Os nossos irmãos Reformadores (Calvinistas, Batistas e grande parte das ditas “’igrejas’ evangélicas” e até “neo-evangélicas”) aficam-se, frequentemente, ao pensamento mais extremo de Agostinho de Hipona (nascido em 354) para defenderem a antiguidade e a respeitabilidade de algumas das suas posições teológicas acerca da relação entre a “graça” e a “liberdade”. Nesse sentido, e para reforçarem (desnecessariamente) a importância do mencionado autor, sustentam a tese de que ele foi o primeiro pensador cristão sistemático.
Cada um é livre de dizer o que quiser, mas quando defrontados com a mentira (pois o antes aduzido não é um mero “erro”) incumbe-nos denunciá-la com toda a caridade. Neste sentido, é difícil ver em Agostinho um “autor sistemático”. Sim: ele escreveu sobre quase todos os temas da teologia cristã que eram candentes durante o tempo em que viveu (e não só), mas não de um modo sistemático, pois, inclusivamente, não tem uma obra ou um conjunto intencionalmente ordenado de obras sistematizada sobre a Teologia cristã.
O que acabei de afirmar seria suficiente para negar o presente mito, mas será que se teve que esperar muitos mais anos, décadas ou séculos para termos um autor sistemático no âmbito da Teologia da “Grande Igreja” (entretanto passada a ser conhecida como “Igreja Católica”)? Não. Basta-nos recuar duzentos anos da data da morte de Agostinho (430) para, por volta de 230, encontrarmos concluída a primeira obra sistemática de Teologia cristã: “Acerca dos Primeiros Princípios”, de Orígenes de Alexandria.
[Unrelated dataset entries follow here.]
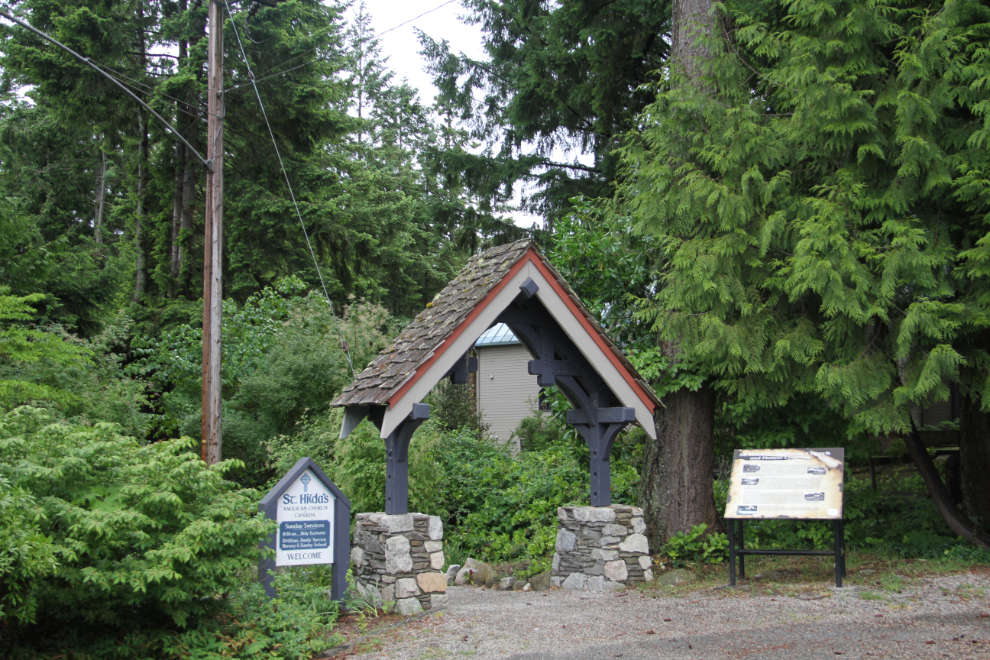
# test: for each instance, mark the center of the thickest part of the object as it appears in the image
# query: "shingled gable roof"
(389, 375)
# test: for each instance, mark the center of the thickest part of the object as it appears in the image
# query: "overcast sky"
(402, 47)
(400, 44)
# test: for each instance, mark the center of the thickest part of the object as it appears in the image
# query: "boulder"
(432, 582)
(474, 572)
(635, 543)
(406, 588)
(565, 540)
(616, 571)
(677, 576)
(575, 581)
(541, 581)
(409, 606)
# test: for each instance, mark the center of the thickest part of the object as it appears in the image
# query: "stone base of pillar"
(397, 560)
(600, 548)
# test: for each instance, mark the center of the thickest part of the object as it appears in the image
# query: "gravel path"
(937, 617)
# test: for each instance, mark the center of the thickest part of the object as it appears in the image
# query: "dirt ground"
(774, 616)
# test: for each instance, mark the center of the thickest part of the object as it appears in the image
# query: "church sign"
(313, 519)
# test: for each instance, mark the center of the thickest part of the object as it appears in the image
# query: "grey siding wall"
(506, 392)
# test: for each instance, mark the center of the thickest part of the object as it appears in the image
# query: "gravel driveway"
(936, 617)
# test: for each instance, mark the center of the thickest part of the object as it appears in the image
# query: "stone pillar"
(601, 547)
(397, 559)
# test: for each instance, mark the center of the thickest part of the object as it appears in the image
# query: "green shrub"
(143, 535)
(695, 546)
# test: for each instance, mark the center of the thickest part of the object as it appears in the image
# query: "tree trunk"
(691, 20)
(101, 187)
(174, 260)
(974, 459)
(952, 516)
(140, 275)
(676, 486)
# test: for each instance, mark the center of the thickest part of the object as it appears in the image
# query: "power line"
(363, 41)
(87, 62)
(316, 263)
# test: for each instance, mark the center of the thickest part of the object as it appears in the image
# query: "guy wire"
(333, 315)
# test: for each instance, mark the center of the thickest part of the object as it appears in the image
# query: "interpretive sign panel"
(786, 483)
(313, 525)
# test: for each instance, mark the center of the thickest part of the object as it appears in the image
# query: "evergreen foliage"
(816, 209)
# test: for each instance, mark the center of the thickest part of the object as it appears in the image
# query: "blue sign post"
(313, 525)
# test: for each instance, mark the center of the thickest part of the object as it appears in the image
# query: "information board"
(305, 514)
(786, 483)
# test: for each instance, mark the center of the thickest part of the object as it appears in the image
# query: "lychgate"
(512, 284)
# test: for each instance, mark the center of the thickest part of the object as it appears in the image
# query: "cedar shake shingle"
(427, 332)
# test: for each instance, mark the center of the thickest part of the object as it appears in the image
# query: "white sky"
(402, 47)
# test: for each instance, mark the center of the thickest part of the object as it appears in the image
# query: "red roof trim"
(426, 364)
(529, 256)
(590, 329)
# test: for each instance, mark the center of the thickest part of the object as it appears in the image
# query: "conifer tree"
(822, 215)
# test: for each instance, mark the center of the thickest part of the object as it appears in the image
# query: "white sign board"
(305, 515)
(786, 483)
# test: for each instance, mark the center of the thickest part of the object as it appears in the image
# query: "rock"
(616, 571)
(474, 572)
(615, 530)
(604, 555)
(540, 582)
(438, 602)
(594, 514)
(676, 576)
(432, 582)
(397, 524)
(565, 540)
(635, 543)
(574, 581)
(406, 588)
(409, 606)
(397, 559)
(595, 583)
(436, 528)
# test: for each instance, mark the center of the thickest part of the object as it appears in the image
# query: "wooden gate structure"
(516, 285)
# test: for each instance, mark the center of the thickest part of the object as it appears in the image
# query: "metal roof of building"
(497, 335)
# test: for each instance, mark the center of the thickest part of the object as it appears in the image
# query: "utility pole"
(213, 245)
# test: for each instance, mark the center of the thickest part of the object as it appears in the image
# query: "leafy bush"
(695, 546)
(143, 535)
Escrita ao longo de quase 10 anos, a supracitada obra fornece aos seus leitores uma visão unificada da globalidade dos ensinamentos cristãos. E fá-lo em quatro grandes partes (ou “livros”), nas quais se apresentam os seguintes temas: na primeira, o mundo divino-espiritual; na segunda, o mundo material; na terceira, a criação, o pecado e a obra da salvação; por fim, e na derradeira parte, os fins da Criação e a correta forma de interpretação da Escritura.
Nesta obra, Orígenes descreve o que era aceite universalmente como o conjunto dos ensinamentos apostólicos, partindo, depois e numa estrutura coesa e lógica, para os “primeiros princípios” (Deus em Si mesmo). De seguida aborda, de uma maneira profundamente enraizada na vida litúrgica e eucarística da Igreja, como esses “princípios” se relacionam com o “por quê”, o “como” e o “para quê” do conjunto da Criação. Para lograr isso, o apontado autor emprega, concomitantemente, os dados da Revelação (provinda da Escritura e da Tradição) e uma sólida especulação racional.
Em Orígenes de Alexandria e no seu texto “Acerca dos Primeiros Princípios” encontramos tratados todos os temas universalmente tidos como essenciais da Teologia Cristã. É devido a isto mesmo que que a aludida obra poderá ser considerada como o primeiro grande “catecismo” cristão (para batizados já versados, minimamente, nas doutrinas da fé).
Com o referido nos três parágrafos anteriores em apreço, creio que não podem restar dúvidas acerca do facto de que o mito expresso no título deste texto é – reforço – meramente um mito. E agora, pude fazê-lo a partir de uma perspetiva afirmativa, pois a respeito de Agostinho de Hipona, restringi-me a dizer que ele não foi um teólogo sistemático (aproximação negativa).